As irmãs viviam enclausuradas, portanto não conviviam com outras crianças e não tinham amigos. Não tinham permissão para ir à escola e estudavam em casa com a mãe. Tudo lhes era proibido e não tinham direito sequer a uma aspirina quando sentiam dor ou a um banho quente; sua higiene era feita numa bacia com água fria. Não tinham roupas novas, as roupas que usavam eram resgatadas das doações para caridade na igreja onde o pai era pastor.
Por essa razão, as visitas à casa da avó materna, a única a lhes dar amor e carinho, era uma alegria para as meninas. Lá elas podiam rir alto, comer chocolates, assistir TV, ler livros até depois da hora de dormir e ir ao cinema. Mas até isso lhes foi tirado pelos pais quando elas completaram 10 anos.
O pai, pastor da igreja do bairro, era visto como um homem de Deus, um modelo de virtude, muito gentil e sempre com um sorriso no rosto. Mas na casa paroquial onde a família vivia, ele não escondia o monstro que realmente era: fanático religioso, alcoólatra violento e pedófilo. Quando bebia e se irritava, gritava, derrubava mesas, atirava garrafas nas paredes e surrava as meninas de maneira tão brutal que algumas vezes, depois de uma surra, elas não conseguiam se levantar no dia seguinte. A mãe, totalmente conivente com as atrocidades cometidas pelo marido, parecia odiar as filhas tanto quanto ele.
Qual seria a razão de tamanho ódio contra as gêmeas?
Rebecca certa ocasião foi hospitalizada com uma fratura séria e embora os médicos e enfermeiras insistissem, querendo saber dela o que tinha acontecido, ela não abriu a boca com medo, um medo enorme de contar para as pessoas o que realmente tinha acontecido com ela na casa paroquial. O pastor, que ficou ao lado da cama dela no hospital se fazendo passar por bom pai, a ameaçou dizendo que ninguém jamais acreditaria no que ela dissesse contra ele.

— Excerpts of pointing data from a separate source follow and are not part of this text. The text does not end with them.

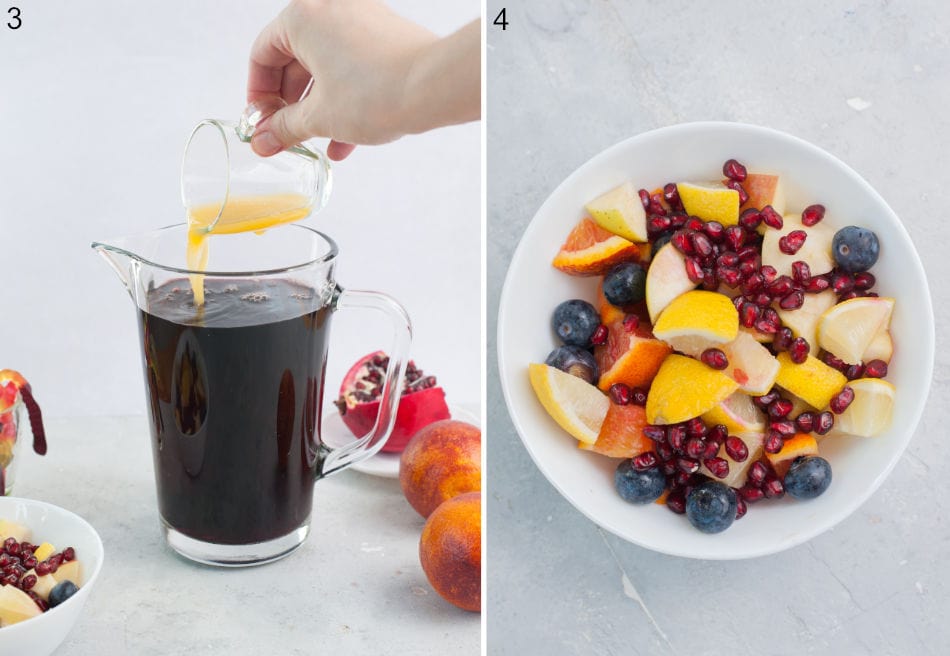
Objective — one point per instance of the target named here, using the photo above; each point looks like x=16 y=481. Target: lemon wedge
x=710 y=201
x=848 y=328
x=812 y=381
x=738 y=413
x=870 y=412
x=698 y=320
x=621 y=212
x=685 y=388
x=576 y=405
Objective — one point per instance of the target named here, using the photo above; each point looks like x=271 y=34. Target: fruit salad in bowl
x=731 y=330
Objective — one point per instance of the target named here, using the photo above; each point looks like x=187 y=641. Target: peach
x=441 y=461
x=450 y=550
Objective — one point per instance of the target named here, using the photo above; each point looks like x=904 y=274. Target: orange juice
x=247 y=214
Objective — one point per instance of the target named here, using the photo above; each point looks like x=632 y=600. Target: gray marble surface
x=867 y=81
x=355 y=586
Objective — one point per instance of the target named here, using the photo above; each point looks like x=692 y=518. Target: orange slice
x=590 y=250
x=632 y=358
x=621 y=434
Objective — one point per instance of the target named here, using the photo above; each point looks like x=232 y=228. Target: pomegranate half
x=422 y=402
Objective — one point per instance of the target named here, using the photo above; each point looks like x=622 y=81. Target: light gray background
x=867 y=81
x=96 y=102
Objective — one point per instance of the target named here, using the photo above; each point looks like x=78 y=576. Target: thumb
x=282 y=129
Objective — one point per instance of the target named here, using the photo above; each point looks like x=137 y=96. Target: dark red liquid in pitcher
x=234 y=391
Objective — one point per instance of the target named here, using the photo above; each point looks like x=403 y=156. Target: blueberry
x=575 y=322
x=61 y=592
x=639 y=486
x=575 y=361
x=808 y=477
x=711 y=507
x=855 y=249
x=625 y=284
x=661 y=241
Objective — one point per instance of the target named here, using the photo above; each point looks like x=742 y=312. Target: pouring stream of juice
x=247 y=214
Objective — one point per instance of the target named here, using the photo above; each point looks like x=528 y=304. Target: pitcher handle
x=369 y=444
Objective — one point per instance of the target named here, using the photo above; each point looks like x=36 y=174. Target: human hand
x=376 y=76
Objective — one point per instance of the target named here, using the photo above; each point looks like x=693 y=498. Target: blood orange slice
x=590 y=250
x=629 y=357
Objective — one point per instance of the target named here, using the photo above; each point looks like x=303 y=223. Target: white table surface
x=355 y=586
x=867 y=81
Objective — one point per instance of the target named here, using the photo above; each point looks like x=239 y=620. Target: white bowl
x=40 y=635
x=696 y=151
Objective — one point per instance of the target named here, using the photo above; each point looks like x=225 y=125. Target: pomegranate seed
x=765 y=400
x=694 y=270
x=783 y=339
x=792 y=242
x=701 y=244
x=748 y=314
x=736 y=449
x=734 y=170
x=676 y=501
x=824 y=422
x=712 y=449
x=735 y=237
x=695 y=448
x=758 y=473
x=751 y=494
x=750 y=219
x=695 y=427
x=718 y=466
x=693 y=224
x=682 y=242
x=631 y=322
x=842 y=282
x=687 y=465
x=798 y=350
x=817 y=284
x=620 y=393
x=841 y=400
x=773 y=443
x=801 y=272
x=638 y=396
x=658 y=224
x=714 y=358
x=729 y=276
x=834 y=362
x=864 y=280
x=771 y=218
x=644 y=198
x=668 y=465
x=676 y=436
x=780 y=408
x=599 y=336
x=644 y=461
x=781 y=286
x=672 y=195
x=784 y=427
x=854 y=371
x=875 y=369
x=656 y=204
x=805 y=422
x=743 y=194
x=773 y=488
x=714 y=230
x=792 y=301
x=812 y=215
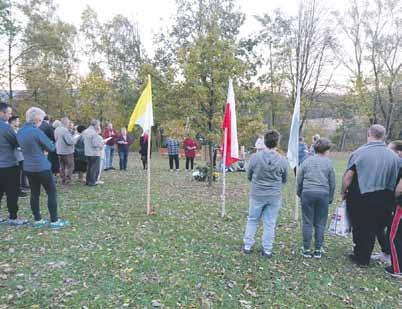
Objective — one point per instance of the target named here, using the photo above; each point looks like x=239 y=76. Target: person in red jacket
x=190 y=146
x=111 y=135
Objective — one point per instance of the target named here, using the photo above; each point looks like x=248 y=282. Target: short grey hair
x=95 y=123
x=65 y=121
x=56 y=124
x=377 y=131
x=322 y=145
x=34 y=115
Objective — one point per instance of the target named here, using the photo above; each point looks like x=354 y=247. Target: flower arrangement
x=201 y=174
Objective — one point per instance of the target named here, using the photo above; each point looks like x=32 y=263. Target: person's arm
x=285 y=172
x=346 y=182
x=11 y=137
x=299 y=180
x=69 y=138
x=332 y=184
x=97 y=142
x=45 y=142
x=398 y=190
x=250 y=169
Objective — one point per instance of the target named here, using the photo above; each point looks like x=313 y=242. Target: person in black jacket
x=48 y=129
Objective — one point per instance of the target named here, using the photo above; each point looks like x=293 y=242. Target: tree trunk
x=211 y=163
x=10 y=75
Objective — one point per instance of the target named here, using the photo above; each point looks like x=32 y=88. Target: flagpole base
x=150 y=210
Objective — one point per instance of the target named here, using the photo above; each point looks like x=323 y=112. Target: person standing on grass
x=65 y=143
x=395 y=270
x=34 y=143
x=259 y=143
x=173 y=146
x=190 y=146
x=368 y=187
x=316 y=137
x=93 y=146
x=267 y=172
x=316 y=187
x=383 y=233
x=123 y=145
x=9 y=171
x=14 y=122
x=48 y=129
x=110 y=135
x=80 y=161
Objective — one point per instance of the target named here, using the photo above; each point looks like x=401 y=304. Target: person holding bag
x=316 y=188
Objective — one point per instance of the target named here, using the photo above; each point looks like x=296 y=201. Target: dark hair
x=3 y=107
x=271 y=139
x=12 y=119
x=81 y=128
x=397 y=145
x=322 y=145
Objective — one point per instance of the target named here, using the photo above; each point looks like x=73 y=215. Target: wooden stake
x=223 y=196
x=149 y=209
x=296 y=211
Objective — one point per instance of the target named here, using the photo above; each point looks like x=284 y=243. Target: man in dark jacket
x=368 y=187
x=9 y=171
x=48 y=129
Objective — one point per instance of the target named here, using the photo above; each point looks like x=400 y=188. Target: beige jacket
x=93 y=142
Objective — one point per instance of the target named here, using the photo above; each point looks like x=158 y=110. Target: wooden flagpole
x=296 y=211
x=223 y=196
x=149 y=173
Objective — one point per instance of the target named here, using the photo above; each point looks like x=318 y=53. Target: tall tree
x=10 y=28
x=48 y=62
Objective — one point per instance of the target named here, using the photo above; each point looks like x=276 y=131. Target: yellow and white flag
x=143 y=113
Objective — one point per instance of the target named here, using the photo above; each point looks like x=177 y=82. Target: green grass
x=113 y=256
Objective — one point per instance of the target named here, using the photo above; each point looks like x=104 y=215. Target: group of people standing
x=371 y=187
x=40 y=150
x=173 y=147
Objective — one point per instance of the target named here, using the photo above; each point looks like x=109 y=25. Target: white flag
x=293 y=146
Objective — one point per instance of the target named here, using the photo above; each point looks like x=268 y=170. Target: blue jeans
x=109 y=152
x=266 y=208
x=123 y=156
x=315 y=213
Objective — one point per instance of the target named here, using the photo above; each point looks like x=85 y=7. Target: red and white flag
x=229 y=125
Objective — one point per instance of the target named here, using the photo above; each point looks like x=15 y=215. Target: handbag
x=340 y=223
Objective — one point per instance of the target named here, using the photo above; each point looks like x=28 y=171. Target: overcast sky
x=152 y=14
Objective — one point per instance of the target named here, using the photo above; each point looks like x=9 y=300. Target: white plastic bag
x=340 y=224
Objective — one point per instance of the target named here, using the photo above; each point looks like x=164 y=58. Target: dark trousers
x=383 y=234
x=66 y=168
x=45 y=179
x=396 y=241
x=123 y=156
x=174 y=158
x=368 y=212
x=189 y=163
x=315 y=214
x=92 y=170
x=10 y=185
x=23 y=177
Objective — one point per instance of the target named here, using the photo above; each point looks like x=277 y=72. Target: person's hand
x=343 y=195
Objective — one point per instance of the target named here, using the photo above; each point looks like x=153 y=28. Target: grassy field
x=113 y=256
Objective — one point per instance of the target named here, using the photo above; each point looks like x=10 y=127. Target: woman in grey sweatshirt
x=316 y=187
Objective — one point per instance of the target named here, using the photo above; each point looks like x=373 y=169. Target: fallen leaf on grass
x=156 y=303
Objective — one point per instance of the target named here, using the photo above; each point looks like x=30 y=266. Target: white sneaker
x=377 y=256
x=386 y=259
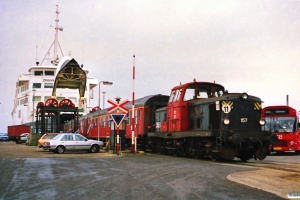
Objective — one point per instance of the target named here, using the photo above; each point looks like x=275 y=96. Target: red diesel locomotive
x=203 y=119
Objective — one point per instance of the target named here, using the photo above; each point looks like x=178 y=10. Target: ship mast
x=55 y=59
x=56 y=35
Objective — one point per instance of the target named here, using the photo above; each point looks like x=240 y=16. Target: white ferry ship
x=37 y=86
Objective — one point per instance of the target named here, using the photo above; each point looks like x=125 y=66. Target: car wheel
x=95 y=148
x=60 y=149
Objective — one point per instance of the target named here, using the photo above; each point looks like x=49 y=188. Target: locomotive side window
x=175 y=95
x=172 y=95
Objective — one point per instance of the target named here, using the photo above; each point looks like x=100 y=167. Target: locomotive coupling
x=235 y=138
x=272 y=138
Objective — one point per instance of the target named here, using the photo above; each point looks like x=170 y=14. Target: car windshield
x=55 y=138
x=49 y=136
x=280 y=124
x=79 y=137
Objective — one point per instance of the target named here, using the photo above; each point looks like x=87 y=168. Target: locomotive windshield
x=196 y=91
x=280 y=124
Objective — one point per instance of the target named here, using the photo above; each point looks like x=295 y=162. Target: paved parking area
x=134 y=176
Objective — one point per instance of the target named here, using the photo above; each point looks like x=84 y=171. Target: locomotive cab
x=180 y=116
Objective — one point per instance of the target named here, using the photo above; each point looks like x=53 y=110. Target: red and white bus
x=284 y=122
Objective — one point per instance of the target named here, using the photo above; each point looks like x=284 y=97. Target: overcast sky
x=246 y=46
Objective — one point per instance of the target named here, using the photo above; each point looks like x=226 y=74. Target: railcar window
x=36 y=85
x=48 y=85
x=173 y=94
x=49 y=73
x=280 y=124
x=38 y=73
x=178 y=95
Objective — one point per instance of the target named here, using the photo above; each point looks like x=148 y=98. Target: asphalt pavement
x=28 y=172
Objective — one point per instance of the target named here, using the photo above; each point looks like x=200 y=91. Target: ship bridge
x=70 y=75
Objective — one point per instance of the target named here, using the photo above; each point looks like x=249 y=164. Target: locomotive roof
x=144 y=101
x=197 y=83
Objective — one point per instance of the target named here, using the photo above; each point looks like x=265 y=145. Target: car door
x=81 y=143
x=68 y=141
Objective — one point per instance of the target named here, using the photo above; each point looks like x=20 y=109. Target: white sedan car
x=72 y=142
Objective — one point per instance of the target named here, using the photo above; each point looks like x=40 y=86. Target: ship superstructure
x=38 y=85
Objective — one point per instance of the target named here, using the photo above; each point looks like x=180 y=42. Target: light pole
x=103 y=99
x=104 y=83
x=33 y=93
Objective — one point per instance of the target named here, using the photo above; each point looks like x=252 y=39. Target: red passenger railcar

Diriam, isso sim, que ela deveria estar dominada por forças maléficas.
A pobre Rebecca era quem mais sofria as agressões porque o pai via sua deformação como uma "marca do mal".
Aos 16 anos, Hephzibah e Rebecca conseguiram, finalmente, sair de casa para cursar o segundo grau numa escola normal. Isso aconteceu porque Hephzi ameaçou fazer da vida da mãe um inferno se ela não convencesse o marido a deixá-las ir estudar numa escola normal. Ao chegar à escola, Hephzi se sentiu livre, finalmente, e se encantou com todos aqueles jovens de sua idade rindo e conversando naturalmente. Logo fez amizade com duas meninas que a convidaram para ir à casa delas e também para ir a um "pub" no final de semana.
Ao contrário da irmã, Rebecca não se socializou com os outros alunos, complexada por causa de sua deformidade. Se refugiava na biblioteca do colégio na hora do almoço e em seus horários livres de aula, aproveitando para ler tudo que podia, já que não lhes era permitido ter livros em casa.
Hephzibah, depois de ir à casa das amigas e ver que elas tinham seu próprio quarto, sua própria TV e computador, que podiam ouvir música, pintar as unhas, usar maquiagem e ter roupas novas e bonitas, decidiu que viver em uma casa normal e ter toda essa liberdade era tudo o que ela queria para si.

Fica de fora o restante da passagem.